Inwiefern Geschlecht bei der Vermittlung und Rezeption von Literatur noch immer allgegenwärtig ist
Von Morgane Hinz
Als Bernardine Evaristo vor wenigen Wochen im Literaturhaus Frankfurt vor ihrem Publikum Platz nimmt, sieht sie vor sich ein Meer aus Frauen. 199 Sitzplätze umfasst der große Lesesaal im Erdgeschoss, der an diesem Märzabend restlos ausverkauft ist. Evaristo ist Professorin und Schriftstellerin, sie schreibt Dramen, Essays, Gedichte und Romane, sie wurde von der Queen mit zwei Verdienstorden geadelt, ist Präsidentin der Royal Society of Literature und Gewinnerin des Booker Prize. Hier und heute ist sie jedoch vor allem eines: Eine Frau, die zu anderen Frauen spricht. Wer sich aufmerksam umblickt, erkennt unter den Anwesenden höchstens vier oder fünf Männer. Lesungen scheinen nicht zu bevorzugten männlichen Freizeitbeschäftigungen zu zählen. Zumindest nicht, wenn es sich nicht gerade um Paul Auster oder Ian McEwan handelt, die über ihre neuesten Werke sprechen. Wer oder was also fehlt an diesem Abend? Wohl ein männlicher Autor.
Grace Paley sagte es einst so: „Frauen haben Männern schon immer den Gefallen getan, ihre Werke zu lesen, und Männer haben diesen Gefallen nicht erwidert.“ Zahlen vermögen dies abzubilden: In Großbritannien etwa werden die zehn meistverkauften Autorinnen – wie Jane Austen, Margaret Atwood und Jojo Moyes – nur zu 19 Prozent von Männern gelesen. Bei den zehn meistverkauften männlichen Autoren hingegen, zu denen Charles Dickens und Stephen King gehören, ist die Verteilung deutlich ausgeglichener: 55 Prozent der Leser:innen sind Männer, 45 Prozent Frauen. Mit anderen Worten: Frauen sind durchaus geneigt, Bücher von Männern zu lesen, aber deutlich weniger Männer sind bereit, Bücher von Frauen zu lesen. In Anbetracht der nicht zu überschätzenden Bedeutung des englischsprachigen Buchmarkts ist dies eine entscheidende und durchaus verheerende Feststellung.
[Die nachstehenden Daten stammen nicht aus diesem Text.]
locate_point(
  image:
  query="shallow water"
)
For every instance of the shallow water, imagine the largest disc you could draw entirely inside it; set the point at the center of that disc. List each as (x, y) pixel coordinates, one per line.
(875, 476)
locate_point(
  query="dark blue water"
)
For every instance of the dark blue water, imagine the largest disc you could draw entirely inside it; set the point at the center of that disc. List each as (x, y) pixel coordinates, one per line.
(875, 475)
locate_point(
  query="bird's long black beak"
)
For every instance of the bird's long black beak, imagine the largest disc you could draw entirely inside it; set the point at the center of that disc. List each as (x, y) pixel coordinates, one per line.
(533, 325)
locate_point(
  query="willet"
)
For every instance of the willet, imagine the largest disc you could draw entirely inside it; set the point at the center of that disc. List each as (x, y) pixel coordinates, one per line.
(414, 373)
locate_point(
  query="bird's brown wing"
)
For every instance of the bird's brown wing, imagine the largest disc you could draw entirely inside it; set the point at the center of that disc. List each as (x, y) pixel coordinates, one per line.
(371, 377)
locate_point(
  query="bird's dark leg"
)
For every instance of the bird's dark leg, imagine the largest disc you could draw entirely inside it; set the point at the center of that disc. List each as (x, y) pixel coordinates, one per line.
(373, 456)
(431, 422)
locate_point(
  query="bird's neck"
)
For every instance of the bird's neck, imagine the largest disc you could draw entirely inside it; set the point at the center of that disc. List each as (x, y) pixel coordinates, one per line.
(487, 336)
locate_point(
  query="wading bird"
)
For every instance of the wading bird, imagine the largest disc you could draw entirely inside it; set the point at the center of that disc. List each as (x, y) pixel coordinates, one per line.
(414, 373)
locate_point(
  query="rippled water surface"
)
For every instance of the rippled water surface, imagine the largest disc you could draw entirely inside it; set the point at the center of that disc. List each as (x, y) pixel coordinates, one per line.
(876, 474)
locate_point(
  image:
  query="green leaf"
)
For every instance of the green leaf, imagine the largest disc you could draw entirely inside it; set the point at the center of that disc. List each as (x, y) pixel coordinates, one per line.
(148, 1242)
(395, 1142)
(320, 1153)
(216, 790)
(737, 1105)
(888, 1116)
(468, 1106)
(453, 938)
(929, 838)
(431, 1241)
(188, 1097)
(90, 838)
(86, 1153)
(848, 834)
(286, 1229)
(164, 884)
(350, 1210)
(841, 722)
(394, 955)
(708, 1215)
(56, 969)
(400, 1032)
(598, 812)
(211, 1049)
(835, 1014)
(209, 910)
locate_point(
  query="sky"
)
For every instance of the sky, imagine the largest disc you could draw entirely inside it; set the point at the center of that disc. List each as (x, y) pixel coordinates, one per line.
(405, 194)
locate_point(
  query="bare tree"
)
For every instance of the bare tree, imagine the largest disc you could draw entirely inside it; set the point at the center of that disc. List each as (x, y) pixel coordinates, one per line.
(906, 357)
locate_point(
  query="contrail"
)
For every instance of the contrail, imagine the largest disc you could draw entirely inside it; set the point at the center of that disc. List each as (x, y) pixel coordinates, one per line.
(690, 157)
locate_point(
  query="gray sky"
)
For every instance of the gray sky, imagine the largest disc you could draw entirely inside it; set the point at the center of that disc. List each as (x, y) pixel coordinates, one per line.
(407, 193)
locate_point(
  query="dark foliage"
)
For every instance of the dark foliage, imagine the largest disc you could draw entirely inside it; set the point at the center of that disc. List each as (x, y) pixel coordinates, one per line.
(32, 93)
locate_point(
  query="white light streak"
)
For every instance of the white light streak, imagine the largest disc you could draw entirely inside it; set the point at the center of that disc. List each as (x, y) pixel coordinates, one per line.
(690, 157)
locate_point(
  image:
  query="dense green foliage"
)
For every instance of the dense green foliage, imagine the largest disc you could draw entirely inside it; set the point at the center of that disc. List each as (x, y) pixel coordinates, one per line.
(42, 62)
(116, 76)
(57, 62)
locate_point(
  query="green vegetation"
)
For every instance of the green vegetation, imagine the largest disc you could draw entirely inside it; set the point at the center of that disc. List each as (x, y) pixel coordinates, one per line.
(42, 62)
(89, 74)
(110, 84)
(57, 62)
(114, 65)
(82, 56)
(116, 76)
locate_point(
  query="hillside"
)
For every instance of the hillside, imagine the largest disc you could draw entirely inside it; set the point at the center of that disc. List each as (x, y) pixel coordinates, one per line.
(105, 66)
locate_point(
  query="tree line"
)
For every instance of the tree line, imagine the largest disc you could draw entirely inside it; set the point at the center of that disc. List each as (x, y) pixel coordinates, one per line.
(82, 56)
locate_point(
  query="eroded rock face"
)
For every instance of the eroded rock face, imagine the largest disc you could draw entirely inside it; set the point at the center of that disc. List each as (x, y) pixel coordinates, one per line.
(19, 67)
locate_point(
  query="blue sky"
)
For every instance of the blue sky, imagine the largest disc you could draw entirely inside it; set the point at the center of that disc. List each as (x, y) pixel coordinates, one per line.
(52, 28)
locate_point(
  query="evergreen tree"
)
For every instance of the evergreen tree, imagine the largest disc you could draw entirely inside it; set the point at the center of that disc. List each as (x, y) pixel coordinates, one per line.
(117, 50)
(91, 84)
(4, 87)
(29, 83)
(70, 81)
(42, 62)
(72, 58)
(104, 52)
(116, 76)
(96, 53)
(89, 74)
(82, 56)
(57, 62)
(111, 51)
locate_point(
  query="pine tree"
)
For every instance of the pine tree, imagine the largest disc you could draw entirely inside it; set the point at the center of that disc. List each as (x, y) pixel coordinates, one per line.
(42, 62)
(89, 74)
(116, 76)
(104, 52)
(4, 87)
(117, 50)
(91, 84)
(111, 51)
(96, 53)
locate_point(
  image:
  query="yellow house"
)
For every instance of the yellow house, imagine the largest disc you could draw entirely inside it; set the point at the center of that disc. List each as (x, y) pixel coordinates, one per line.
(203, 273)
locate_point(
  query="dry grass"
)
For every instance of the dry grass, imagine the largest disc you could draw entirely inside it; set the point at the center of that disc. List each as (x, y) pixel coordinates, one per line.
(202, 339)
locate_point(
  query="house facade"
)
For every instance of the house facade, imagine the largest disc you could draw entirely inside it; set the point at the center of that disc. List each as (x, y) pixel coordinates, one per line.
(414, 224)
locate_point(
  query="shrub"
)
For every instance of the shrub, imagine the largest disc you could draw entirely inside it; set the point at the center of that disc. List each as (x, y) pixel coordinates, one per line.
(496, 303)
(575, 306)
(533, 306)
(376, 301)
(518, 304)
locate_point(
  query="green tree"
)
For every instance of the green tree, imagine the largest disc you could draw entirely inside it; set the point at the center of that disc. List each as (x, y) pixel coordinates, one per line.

Noch verheerender erscheint sie, wenn man bedenkt, inwiefern sich dies auf Inhalte, Perspektiven und Themen von Texten auswirkt. Schon ein einziger Blick auf die Gewinner:innen großer Literaturpreise ist in dieser Hinsicht aufschlussreich: Zwischen 2000 und 2015 stammten mehr als die Hälfte der Pulitzer-prämierten Bücher von Männern und handelten von Männern. Von den weiblichen Gewinnerinnen, sechs an der Zahl, handelte die Hälfte der Romane von Männern und die Hälfte sowohl von Männern als auch von Frauen. Keine der Preisträger:innen, weder männlich noch weiblich, hat auch nur ein einziges Buch geschrieben, in dem Frauen oder Mädchen allein die Protagonistin(nen) stellen. Ist es jedoch nicht eine allgemein anerkannte Wahrheit, dass Literatur das menschliche Dasein spiegeln soll und nicht bloß das männliche?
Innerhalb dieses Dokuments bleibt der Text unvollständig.